Introduction
Price discrimination happens when an organization sells a similar item to different consumers at varying prices for reasons not necessarily linked to the cost of production. It leads to high profits for companies (Bergemann, Brooks, & Morris, 2015).
Main body
For instance, the cost of air tickets, hotel rooms, and specialist services may vary with time. When people are buying airline tickets, they find that the company offers dissimilar prices for different seats on the same plane. Since some of the customers are ready to pay more, the airline seeks to obtain the additional consumer surplus by raising the cost of some seats and offering a slightly different service (Gomes & Pavan, 2016). Nonetheless, there is no distinction between seats in the economy and business class from an economic point of view as long as one can move from one place to another comfortably.
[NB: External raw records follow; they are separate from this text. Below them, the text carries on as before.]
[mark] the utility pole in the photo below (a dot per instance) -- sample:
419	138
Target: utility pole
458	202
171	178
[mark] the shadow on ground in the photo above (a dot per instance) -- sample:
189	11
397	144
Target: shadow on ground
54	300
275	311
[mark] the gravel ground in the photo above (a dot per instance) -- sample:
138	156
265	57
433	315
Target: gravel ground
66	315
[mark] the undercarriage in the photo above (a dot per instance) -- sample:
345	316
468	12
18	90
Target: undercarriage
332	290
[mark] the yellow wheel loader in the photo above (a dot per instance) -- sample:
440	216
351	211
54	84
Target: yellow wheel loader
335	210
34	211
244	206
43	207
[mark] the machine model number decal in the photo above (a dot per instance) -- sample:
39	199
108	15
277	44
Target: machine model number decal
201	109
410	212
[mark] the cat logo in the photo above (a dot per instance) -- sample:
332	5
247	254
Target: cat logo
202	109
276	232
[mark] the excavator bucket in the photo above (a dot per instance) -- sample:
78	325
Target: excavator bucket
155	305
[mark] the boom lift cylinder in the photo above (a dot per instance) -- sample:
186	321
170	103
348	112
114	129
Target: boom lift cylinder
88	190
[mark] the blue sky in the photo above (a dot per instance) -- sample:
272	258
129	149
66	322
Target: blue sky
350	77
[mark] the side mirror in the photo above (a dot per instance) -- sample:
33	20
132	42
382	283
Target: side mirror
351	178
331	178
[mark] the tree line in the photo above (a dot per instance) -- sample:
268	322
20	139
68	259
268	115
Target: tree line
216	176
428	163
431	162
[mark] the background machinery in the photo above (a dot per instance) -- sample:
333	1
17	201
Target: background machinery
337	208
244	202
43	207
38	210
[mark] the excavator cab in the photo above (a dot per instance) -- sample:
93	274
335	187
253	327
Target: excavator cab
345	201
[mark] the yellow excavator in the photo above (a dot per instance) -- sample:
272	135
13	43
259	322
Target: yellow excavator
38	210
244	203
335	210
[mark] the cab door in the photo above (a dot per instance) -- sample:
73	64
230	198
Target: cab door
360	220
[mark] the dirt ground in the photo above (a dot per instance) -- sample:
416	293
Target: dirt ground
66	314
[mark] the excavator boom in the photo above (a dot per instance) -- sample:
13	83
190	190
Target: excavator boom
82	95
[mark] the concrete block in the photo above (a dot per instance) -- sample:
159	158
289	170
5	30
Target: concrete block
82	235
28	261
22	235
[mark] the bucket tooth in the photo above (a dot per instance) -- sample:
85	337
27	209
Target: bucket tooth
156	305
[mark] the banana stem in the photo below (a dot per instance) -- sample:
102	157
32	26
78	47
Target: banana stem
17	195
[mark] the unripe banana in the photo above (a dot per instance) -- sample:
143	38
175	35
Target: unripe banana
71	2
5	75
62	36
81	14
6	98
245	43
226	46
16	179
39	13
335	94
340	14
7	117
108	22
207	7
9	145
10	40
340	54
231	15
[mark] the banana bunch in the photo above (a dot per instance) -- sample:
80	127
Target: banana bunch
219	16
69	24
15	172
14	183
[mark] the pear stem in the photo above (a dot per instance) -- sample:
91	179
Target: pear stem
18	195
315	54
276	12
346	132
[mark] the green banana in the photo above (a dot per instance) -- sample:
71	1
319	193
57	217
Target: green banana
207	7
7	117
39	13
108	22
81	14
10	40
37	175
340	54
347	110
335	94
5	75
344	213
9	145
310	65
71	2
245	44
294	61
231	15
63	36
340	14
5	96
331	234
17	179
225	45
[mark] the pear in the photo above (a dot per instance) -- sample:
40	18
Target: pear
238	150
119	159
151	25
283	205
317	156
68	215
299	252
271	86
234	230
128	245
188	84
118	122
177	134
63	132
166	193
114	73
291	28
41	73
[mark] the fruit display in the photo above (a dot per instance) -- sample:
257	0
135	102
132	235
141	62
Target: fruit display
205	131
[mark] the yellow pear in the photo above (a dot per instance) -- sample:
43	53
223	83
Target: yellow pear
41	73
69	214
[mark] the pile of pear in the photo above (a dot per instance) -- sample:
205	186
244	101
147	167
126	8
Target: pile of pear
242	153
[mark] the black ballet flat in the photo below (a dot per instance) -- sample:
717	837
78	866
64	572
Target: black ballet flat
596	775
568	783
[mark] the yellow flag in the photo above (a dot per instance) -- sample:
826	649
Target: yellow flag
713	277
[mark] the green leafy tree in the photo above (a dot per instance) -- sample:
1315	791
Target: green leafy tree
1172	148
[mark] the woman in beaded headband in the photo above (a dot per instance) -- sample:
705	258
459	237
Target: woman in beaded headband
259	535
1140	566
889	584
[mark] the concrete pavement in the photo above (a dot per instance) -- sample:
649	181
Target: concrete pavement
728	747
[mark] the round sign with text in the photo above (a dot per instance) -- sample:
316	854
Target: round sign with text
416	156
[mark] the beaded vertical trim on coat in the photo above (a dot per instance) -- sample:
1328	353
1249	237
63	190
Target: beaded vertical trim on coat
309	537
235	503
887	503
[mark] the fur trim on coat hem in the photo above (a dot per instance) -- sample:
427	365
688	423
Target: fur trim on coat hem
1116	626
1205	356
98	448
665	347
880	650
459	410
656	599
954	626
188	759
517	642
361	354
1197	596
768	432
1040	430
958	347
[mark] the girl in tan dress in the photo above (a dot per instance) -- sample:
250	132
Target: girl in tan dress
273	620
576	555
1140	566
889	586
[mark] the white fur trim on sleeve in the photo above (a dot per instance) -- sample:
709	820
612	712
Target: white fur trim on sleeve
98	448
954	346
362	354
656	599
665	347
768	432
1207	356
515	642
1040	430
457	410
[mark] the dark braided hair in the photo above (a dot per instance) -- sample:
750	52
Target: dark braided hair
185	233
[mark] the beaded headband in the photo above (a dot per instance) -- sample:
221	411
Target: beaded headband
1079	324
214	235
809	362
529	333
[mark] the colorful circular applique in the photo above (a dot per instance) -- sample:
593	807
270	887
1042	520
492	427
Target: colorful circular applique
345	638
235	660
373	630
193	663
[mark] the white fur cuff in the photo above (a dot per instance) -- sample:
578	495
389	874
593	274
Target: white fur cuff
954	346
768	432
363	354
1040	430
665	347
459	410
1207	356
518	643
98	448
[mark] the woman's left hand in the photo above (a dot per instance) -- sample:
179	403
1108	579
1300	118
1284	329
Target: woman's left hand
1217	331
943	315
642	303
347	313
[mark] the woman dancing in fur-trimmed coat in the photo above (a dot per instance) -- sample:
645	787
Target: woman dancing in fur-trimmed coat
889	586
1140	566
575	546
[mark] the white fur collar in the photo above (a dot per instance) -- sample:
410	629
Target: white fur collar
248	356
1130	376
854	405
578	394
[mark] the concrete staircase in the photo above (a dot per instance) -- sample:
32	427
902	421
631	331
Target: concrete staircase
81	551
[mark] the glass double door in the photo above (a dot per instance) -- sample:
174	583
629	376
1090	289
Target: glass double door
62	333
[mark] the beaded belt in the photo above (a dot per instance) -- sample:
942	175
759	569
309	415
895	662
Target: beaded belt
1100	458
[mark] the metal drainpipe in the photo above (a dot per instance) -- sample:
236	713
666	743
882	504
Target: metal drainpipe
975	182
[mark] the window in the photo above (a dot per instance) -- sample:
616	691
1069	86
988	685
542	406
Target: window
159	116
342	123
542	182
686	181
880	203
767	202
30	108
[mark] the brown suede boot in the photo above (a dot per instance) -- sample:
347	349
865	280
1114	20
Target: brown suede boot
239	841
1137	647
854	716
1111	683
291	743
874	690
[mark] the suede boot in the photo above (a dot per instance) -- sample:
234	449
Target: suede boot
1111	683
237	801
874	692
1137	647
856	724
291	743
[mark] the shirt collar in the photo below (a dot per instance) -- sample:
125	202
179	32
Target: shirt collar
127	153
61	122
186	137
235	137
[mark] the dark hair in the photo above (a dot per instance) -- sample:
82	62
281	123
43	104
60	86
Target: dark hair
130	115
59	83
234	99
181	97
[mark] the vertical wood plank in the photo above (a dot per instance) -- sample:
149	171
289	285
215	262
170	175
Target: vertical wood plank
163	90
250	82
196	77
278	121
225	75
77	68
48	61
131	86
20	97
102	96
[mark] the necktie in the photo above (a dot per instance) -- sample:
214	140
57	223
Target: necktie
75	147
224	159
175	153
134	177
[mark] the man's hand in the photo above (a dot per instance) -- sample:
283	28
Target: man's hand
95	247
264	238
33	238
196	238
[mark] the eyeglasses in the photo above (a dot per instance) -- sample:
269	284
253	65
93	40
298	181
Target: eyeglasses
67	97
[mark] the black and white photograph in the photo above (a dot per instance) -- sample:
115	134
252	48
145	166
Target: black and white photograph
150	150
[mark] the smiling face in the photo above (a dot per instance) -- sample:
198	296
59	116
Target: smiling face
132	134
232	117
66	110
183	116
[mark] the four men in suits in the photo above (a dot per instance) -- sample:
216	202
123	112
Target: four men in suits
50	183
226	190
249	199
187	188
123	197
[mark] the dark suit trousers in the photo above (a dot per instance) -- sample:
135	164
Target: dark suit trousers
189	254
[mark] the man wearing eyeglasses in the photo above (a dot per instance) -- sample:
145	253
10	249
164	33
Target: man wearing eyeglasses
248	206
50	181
Some essential conditions bring about price discrimination; for instance, a degree of imperfection in the market. In the case of perfect competition, price discrimination does not happen as the existing companies do not have control over the price (Colombo, 2016). In this aspect, it is apparent that there has to be some extent of monopoly for firms to have the capacity to influence the market price. Conclusion
Moreover, the dominating firm has to divide the market into different segments in a manner that makes it hard to shift products from a given section to another. On this note, companies should find a way to ensure that there is no trickle-down effect to prevent retailers from purchasing items from a cheaper segment and selling them at higher prices. Moreover, to realize price discrimination, the elasticity of demand has to differ from one market segment to the other.
References
Bergemann, D., Brooks, B., & Morris, S. (2015). The limits of price discrimination. American Economic Review, 105(3), 921-57.
Colombo, S. (2016). Imperfect behavior‐based price discrimination. Journal of Economics & Management Strategy, 25(3), 563-583.
Gomes, R., & Pavan, A. (2016). Many‐to‐many matching and price discrimination. Theoretical Economics, 11(3), 1005-1052.